High school football better MTV-free

Published 12:00 am Wednesday, August 10, 2005

No high school football practice I have ever seen was like the one I saw last Thursday at Marion Military Institute.

Hoover High School was in town, holding their annual training camp on the campus of MMI. The practice I attended was heavy on special teams and kicking work while various other units went through drills on the edges of the field. Nothing unusual about that.

But that’s about all that was usual for an Alabama high school football practice. For starters, as one of the largest high schools in the state, three-time defending 6A state football champions, and a top-ten-ranked program nationally, Hoover arrived in Marion well-equipped. By “well-equipped,” I mean that they had stationary bikes along the practice field, a trailer full of pads and equipment, several giant fans to keep the players cool, and more bottles of water than Atlanta has of Coke. The Bucs had enough staff on hand to keep Birmingham’s airport running smoothly, much less its favorite high school football team. In short, saying Hoover’s football team was well-equipped is like saying Dennis Rodman’s a little on the weird side.

Email newsletter signup

Remember, too, that Hoover brought all this down with them from Birmingham. (What’s their locker room like? Gold-plated showerheads? Silk athletic tape?) But the thing that Hoover arrived with that made their practice the strangest? MTV camera crews, enough that they could have stopped to film a Puff Daddy video if he’d been in the area. Hoover agreed to let the alleged music network film a documentary mini-series about the football team, and there wasn’t one drill, one knocked-over dummy, one practice field goal snap that wasn’t caught on tape. Seen a fair amount of punt block drills in my life, but until Thursday I’d never seen one with a guy holding a camcorder standing a yard behind the defensive tackles as the ball was snapped.

What might have been strangest of all was that the Hoover players and coaches didn’t seem to notice the MTV crews at all. The way they ignored them, you’d think they’d have always plowed into a blocking sled with a camera lens six inches away from their facemask. You’d have thought the head coach, Rush Propst, would already have spent years with two grown men following him around with a boom mike and a huge fanny pack full of electronic equipment.

That reaction (or lack of it) was especially strange considering the response I’ve gotten visiting area football practices as just one guy with a run-of-the-mill digital snapshooter, namely lots of stares and “You going to put me in the paper?” and, once or twice, a look in my direction after a good play to see if I got it on film.

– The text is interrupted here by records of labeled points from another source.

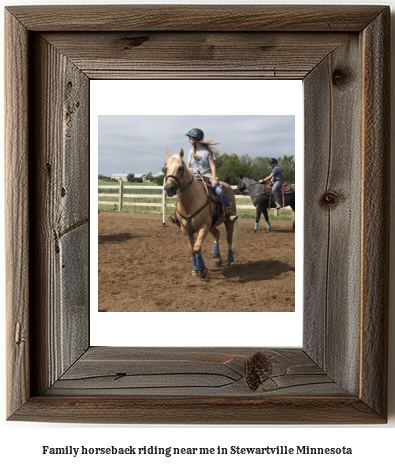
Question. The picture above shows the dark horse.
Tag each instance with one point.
(261, 199)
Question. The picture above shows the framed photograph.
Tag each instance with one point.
(339, 375)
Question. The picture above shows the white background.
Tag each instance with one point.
(20, 443)
(170, 97)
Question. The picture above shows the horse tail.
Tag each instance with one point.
(236, 233)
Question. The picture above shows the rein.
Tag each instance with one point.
(256, 195)
(177, 181)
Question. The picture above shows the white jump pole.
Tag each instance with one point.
(163, 204)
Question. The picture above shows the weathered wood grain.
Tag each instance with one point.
(208, 372)
(17, 212)
(176, 18)
(60, 204)
(332, 220)
(375, 163)
(339, 376)
(187, 55)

But for the most part, the kids in our area do the same thing with me skirting the edges of practice around that Hoover’s did with MTV breathing their necks: go on about the business of playing and practicing the game of football. And that’s why as fascinating as Hoover’s practice at MMI was, I enjoyed myself more at the two I visited in Linden later that afternoon. No one from MTV chattered away over a wireless headset on the sidelines of Marengo Academy’s session. No one from Linden High pedaled away on a stationary bike in their downtime.

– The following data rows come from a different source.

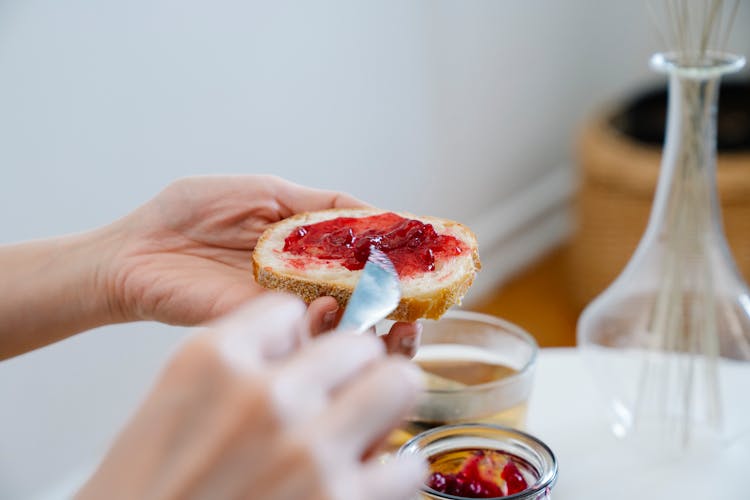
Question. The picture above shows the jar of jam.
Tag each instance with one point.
(484, 461)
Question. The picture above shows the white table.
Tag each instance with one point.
(567, 413)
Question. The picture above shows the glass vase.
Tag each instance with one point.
(669, 341)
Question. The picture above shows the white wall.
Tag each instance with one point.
(461, 109)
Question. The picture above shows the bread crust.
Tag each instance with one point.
(410, 308)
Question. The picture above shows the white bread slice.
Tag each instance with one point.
(424, 295)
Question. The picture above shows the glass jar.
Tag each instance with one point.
(478, 368)
(536, 456)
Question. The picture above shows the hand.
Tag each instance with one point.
(182, 258)
(185, 255)
(253, 409)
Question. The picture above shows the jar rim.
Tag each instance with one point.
(460, 314)
(547, 477)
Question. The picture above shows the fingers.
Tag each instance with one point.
(403, 338)
(267, 328)
(296, 198)
(397, 479)
(303, 385)
(370, 406)
(322, 315)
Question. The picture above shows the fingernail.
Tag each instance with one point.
(329, 319)
(408, 345)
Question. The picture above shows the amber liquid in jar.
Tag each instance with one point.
(456, 374)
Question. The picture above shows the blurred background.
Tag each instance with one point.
(485, 112)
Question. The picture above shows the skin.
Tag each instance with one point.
(247, 410)
(257, 405)
(183, 258)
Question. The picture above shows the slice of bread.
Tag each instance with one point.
(424, 295)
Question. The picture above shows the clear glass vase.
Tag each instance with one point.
(669, 340)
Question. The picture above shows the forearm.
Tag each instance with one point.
(51, 289)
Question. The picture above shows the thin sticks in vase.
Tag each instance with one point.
(680, 376)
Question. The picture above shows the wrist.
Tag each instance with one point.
(98, 296)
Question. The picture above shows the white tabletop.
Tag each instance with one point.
(568, 413)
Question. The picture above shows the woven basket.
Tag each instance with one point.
(618, 178)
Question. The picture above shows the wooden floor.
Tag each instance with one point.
(536, 301)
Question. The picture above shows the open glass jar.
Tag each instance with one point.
(478, 368)
(453, 451)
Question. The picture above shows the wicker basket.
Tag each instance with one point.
(618, 177)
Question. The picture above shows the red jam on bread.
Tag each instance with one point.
(480, 474)
(412, 246)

Which, for me, is the way it just oughta be. I know good and well those kids wouldn’t have minded a bit if MTV decided to show up in Linden for the length of the season. I know that bike might come in handy every now and again, and I’m not going to pretend a souped-up blocking sled or a set of brand-new practice jerseys wouldn’t be welcomed with wide-open arms on just about every practice field in the area.

But speaking as a fan, football is best when all that fancy stuff is stripped away. It’s better without players worrying where a TV camera is or taking care not to trip over a generator cord. It’s better when all there is is football: the smell of mown grass, the bark of a coach’s whistle, the clatter of shoulder pads as players pull themselves off the turf and trudge back to the huddle. It’s better with the sunset’s long shadows and the trap run six straight times to iron out one wrinkle and the trucks lined up by the fence and the offensive tackle fighting himself to stay upright for the last ten yards of the day’s last wind sprint.

Sure, a lot of that same stuff happens at Hoover’s practices. But when it’s all mixed up with the entire linebacking corps worried about who’s recruiting them, with every coach angling for a better job, with that voice in the back of the head that says “I wonder how this’ll look on MTV”…well, it just can’t mean as much.

I congratulate Hoover on their success and exposure and I hope I get to finish the season reporting on championship games played in their home stadium. But when the season starts, I’m not going to be in Hoover or at the Hoover Met. I’ll be in York, at Sumter County’s field with its little ticket booth and the sign saying “Where Football is Serious Business,” there to see the home Wildcats and the visiting DHS Tigers kick their seasons off. And wherever MTV might be, I could not be any happier about it.